Date Presented 4/7/2016

This study is testing the feasibility, acceptability, and preliminary efficacy of a 12-wk coaching intervention for families of children with autism spectrum disorder (ASD) delivered via telehealth. Findings from this study will inform how occupational therapists may use telehealth to expand service delivery for families of children with ASD.

Primary Author and Speaker: Lauren Little

Additional Authors and Speakers: Winnie Dunn, Ellen Pope, Anna Wallisch

PURPOSE: The purpose of this study was twofold: (1) Test the feasibility (i.e., cost-effectiveness, acceptability) of an occupational therapy (OT) coaching intervention provided via live video streaming for families of children with autism spectrum disorder (ASD) in early intervention and (2) evaluate the preliminary efficacy of a telehealth intervention for families of young children with ASD on child participation and parent factors.

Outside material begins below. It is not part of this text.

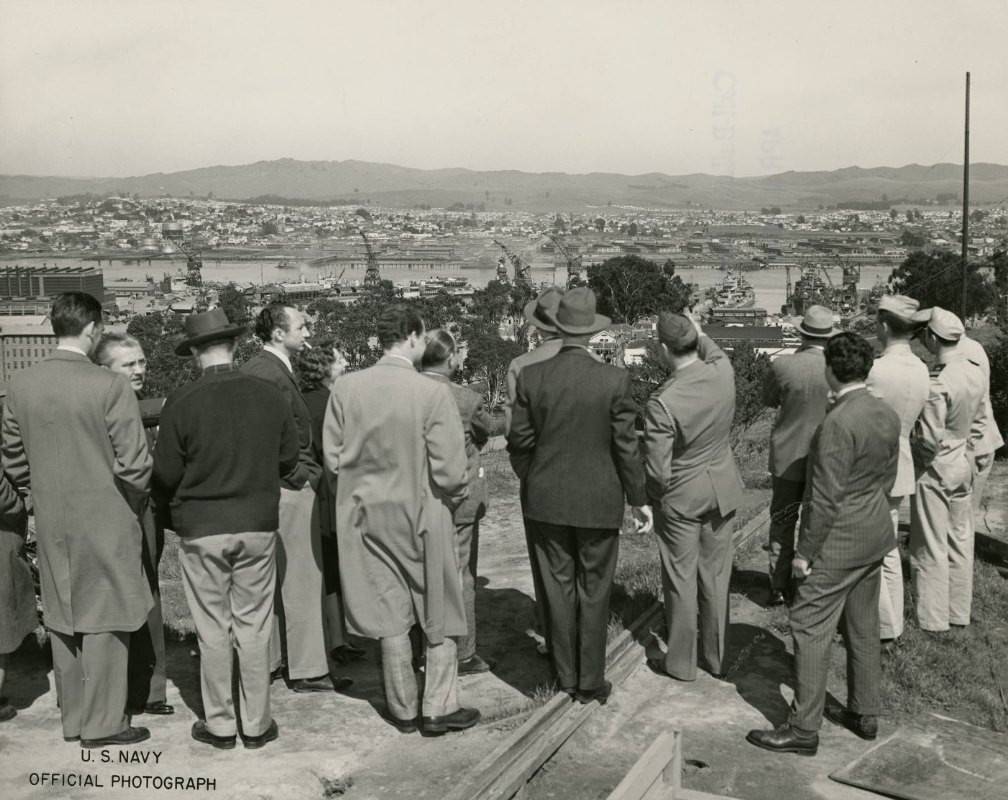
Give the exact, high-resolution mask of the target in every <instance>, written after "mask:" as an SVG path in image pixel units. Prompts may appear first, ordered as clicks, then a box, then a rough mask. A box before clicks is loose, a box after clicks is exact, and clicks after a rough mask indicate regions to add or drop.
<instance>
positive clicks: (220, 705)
mask: <svg viewBox="0 0 1008 800" xmlns="http://www.w3.org/2000/svg"><path fill="white" fill-rule="evenodd" d="M276 539H277V537H276V533H275V532H274V531H251V532H246V533H221V534H216V535H213V536H198V537H196V538H192V539H179V541H178V563H179V565H180V566H181V573H182V588H183V589H184V590H185V599H186V601H187V602H188V607H190V612H191V613H192V615H193V623H194V624H195V625H196V633H197V638H198V639H199V642H200V683H201V688H202V690H203V707H204V711H205V716H206V720H207V729H208V730H209V731H210V732H211V734H213V735H214V736H217V737H233V736H235V734H236V732H237V720H236V714H235V706H234V700H233V698H232V693H231V684H232V665H233V663H234V651H235V650H237V651H238V694H239V699H240V715H241V720H242V732H243V734H244V735H245V736H246V737H258V736H261V735H262V734H264V732H265V731H266V728H267V727H269V724H270V722H271V721H272V720H273V717H272V715H271V714H270V710H269V634H270V620H271V619H272V612H273V605H274V603H273V601H274V597H273V592H274V590H275V586H276Z"/></svg>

RATIONALE: Families of children with ASD often have difficulty accessing early intervention (EI) services, which has a negative impact on family and child health. Telehealth has been shown to be a promising way to deliver OT EI services to an increased number of families. When professionals partner with parents to identify solutions together (called coaching), parents get better at finding ways to support their child. Although coaching has been shown to help families with ASD, delivering this intervention via telehealth has not been tested.

DESIGN: This study used a within-group, pre–post quasi-experimental design.

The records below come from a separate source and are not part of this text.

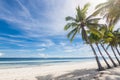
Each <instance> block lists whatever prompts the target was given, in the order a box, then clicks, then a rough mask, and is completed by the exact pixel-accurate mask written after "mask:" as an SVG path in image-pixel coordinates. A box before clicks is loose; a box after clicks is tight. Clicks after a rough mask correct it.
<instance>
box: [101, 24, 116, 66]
mask: <svg viewBox="0 0 120 80" xmlns="http://www.w3.org/2000/svg"><path fill="white" fill-rule="evenodd" d="M99 31H100V32H101V34H102V35H103V38H102V40H101V41H100V42H99V43H100V45H101V47H102V48H103V50H104V51H105V52H106V54H107V56H108V57H109V59H110V60H111V62H112V63H113V65H114V67H116V66H117V65H116V63H115V62H114V60H113V59H112V57H111V56H110V54H109V53H108V51H107V50H106V48H105V47H104V45H103V44H105V42H104V40H107V39H106V38H105V35H106V34H107V33H106V31H107V25H104V26H102V27H100V29H99ZM108 40H109V39H108Z"/></svg>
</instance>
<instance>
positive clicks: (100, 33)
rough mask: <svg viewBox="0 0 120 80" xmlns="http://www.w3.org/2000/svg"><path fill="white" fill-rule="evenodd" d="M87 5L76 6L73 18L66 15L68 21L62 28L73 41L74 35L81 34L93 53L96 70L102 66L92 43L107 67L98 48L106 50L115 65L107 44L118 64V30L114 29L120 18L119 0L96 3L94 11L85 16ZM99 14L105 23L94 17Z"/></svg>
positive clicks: (100, 50)
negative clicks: (99, 14) (95, 63)
mask: <svg viewBox="0 0 120 80" xmlns="http://www.w3.org/2000/svg"><path fill="white" fill-rule="evenodd" d="M89 6H90V4H89V3H87V4H85V5H84V7H83V8H80V7H79V6H78V8H76V11H77V14H76V17H75V18H74V17H70V16H68V17H66V21H67V22H68V23H67V24H66V26H65V27H64V30H69V33H68V35H67V37H68V38H69V39H70V41H73V39H74V38H75V36H76V35H81V36H82V40H83V41H84V42H85V43H86V44H89V45H90V47H91V49H92V51H93V53H94V55H95V59H96V61H97V65H98V70H104V68H103V66H102V65H101V63H100V60H99V57H98V54H97V52H96V49H95V48H94V46H93V44H95V45H96V46H97V49H98V51H99V53H100V55H101V57H102V58H103V60H104V61H105V63H106V65H107V68H111V66H110V65H109V63H108V62H107V60H106V58H105V57H104V55H103V53H102V51H101V50H100V49H101V48H103V50H104V51H105V52H106V54H107V56H108V58H109V59H110V61H111V62H112V63H113V66H114V67H116V66H117V63H115V61H114V60H113V59H112V57H111V55H110V54H109V52H108V51H107V48H109V46H110V47H111V50H112V51H113V54H114V56H115V58H116V60H117V61H118V64H120V59H119V57H118V56H117V54H118V55H119V56H120V51H119V50H118V47H120V30H119V29H117V30H116V31H114V28H115V25H116V24H117V23H118V21H119V20H120V0H108V1H107V2H105V3H101V4H99V5H97V6H96V9H95V12H93V14H91V15H90V16H88V17H87V10H88V8H89ZM99 14H100V15H101V17H102V18H105V19H106V24H100V23H99V20H100V19H102V18H96V16H97V15H99ZM104 44H105V45H108V46H107V48H105V46H104ZM100 47H101V48H100ZM115 50H116V51H115ZM116 52H117V53H116Z"/></svg>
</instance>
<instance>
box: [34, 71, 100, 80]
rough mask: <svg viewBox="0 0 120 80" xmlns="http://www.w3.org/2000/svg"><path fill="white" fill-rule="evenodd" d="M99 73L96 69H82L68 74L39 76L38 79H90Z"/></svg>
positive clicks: (58, 79) (40, 79)
mask: <svg viewBox="0 0 120 80" xmlns="http://www.w3.org/2000/svg"><path fill="white" fill-rule="evenodd" d="M97 74H98V71H97V70H95V69H82V70H75V71H72V72H68V73H67V74H64V75H61V76H58V77H53V76H52V75H46V76H37V77H36V79H37V80H90V79H93V78H95V77H94V76H95V75H97Z"/></svg>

PARTICIPANTS: Recruitment is ongoing; this study will recruit 15 families of children with ASD ages 12 mo–6 yr.

METHOD: We are using parent-report measures gathered pre– and post–12 wk of telehealth intervention of child participation (i.e., Assessment of Preschool Children’s Participation; Goal Attainment Scaling; Canadian Occupational Performance Measure) as well as Parenting Sense of Competence. We are also using the Sensory Profile–2 and the Social Responsiveness Scale to describe the sample. Additionally, we are administering the Telehealth Acceptability Questionnaire to determine parent perceptions about the experience.

ANALYSIS: Because data collection is ongoing, we will analyze data by the time of presentation. To address the cost-effectiveness and acceptability of the telehealth intervention, we will calculate the number of driving miles saved at $0.49/mile. To test the acceptability of the intervention, we will analyze differences in the Telehealth Acceptability Questionnaire from pre- to postintervention. To analyze preliminary efficacy, we will use analysis of variance to test pre- to postintervention participation and parent efficacy measures.

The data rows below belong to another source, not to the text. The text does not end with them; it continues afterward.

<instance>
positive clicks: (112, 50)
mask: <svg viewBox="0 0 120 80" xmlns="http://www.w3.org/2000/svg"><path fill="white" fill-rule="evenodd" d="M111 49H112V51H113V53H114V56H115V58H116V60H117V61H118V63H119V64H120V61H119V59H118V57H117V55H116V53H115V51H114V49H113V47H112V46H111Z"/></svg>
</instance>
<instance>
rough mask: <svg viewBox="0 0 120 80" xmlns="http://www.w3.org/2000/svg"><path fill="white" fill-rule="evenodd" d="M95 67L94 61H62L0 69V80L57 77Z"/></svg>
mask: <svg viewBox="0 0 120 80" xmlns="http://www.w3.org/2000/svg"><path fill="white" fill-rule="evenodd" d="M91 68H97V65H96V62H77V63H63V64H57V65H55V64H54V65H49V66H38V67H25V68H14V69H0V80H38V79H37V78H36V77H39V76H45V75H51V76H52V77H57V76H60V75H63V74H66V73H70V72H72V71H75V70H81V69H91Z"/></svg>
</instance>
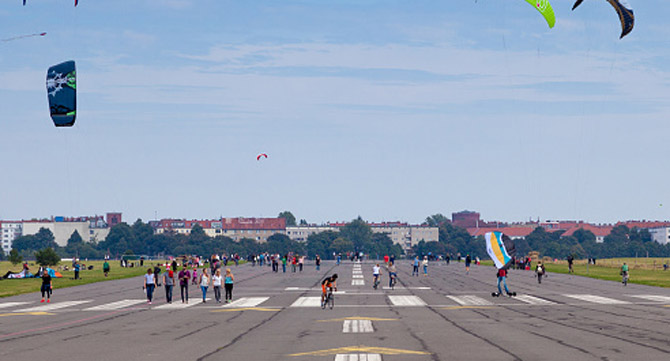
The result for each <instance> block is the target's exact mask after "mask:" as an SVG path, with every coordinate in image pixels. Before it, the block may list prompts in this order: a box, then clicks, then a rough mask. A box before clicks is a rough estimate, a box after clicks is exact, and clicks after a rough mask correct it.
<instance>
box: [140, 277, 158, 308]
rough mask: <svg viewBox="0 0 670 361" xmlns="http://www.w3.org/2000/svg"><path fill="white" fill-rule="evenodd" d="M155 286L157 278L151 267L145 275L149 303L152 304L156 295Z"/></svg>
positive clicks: (144, 282) (147, 296)
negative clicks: (154, 273)
mask: <svg viewBox="0 0 670 361" xmlns="http://www.w3.org/2000/svg"><path fill="white" fill-rule="evenodd" d="M154 287H156V278H155V277H154V272H153V270H152V269H151V268H149V269H147V274H145V275H144V287H143V288H144V290H145V291H146V292H147V303H148V304H151V301H152V300H153V297H154Z"/></svg>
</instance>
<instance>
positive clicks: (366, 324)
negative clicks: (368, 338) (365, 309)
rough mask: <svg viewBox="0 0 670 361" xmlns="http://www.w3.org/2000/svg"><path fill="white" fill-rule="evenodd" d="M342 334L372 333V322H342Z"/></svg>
mask: <svg viewBox="0 0 670 361" xmlns="http://www.w3.org/2000/svg"><path fill="white" fill-rule="evenodd" d="M342 332H343V333H372V332H374V328H373V327H372V321H370V320H344V322H343V323H342Z"/></svg>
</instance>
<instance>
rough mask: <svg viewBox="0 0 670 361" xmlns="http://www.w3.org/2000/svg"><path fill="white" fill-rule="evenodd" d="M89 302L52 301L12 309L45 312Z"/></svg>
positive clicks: (25, 311) (20, 311) (34, 311)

DISCUSSION: The rising emphasis on early ASD-specific screening is translating into an increased number of children being referred for EI services. However, there is a discrepancy between the demand for and the availability of EI services for children with ASD. Families are subject to a shortage of EI providers, which has a negative impact on children’s developmental trajectories by limiting access to evidence-based interventions during the critical early years.

By sharing the results of the current study, we will be addressing critical barriers to progress in EI. Evidence shows that occupational therapists produce parent efficacy and child participation outcomes when employing coaching practices. Given that OPC has been shown to be efficacious in school-age children with ASD, the current study research tests its efficacy in EI. Telehealth technology provides the possibility for individuals in rural communities to gain better access to high quality and efficient EI services.

IMPACT STATEMENT: Evidence-based practice using telehealth for families of children with ASD is needed; OT service delivery can be expanded with the emergence of efficacy research using this method. By expanding the capacity of occupational therapists to provide intervention via telehealth, findings from this study will have an impact on practice, policy, and science.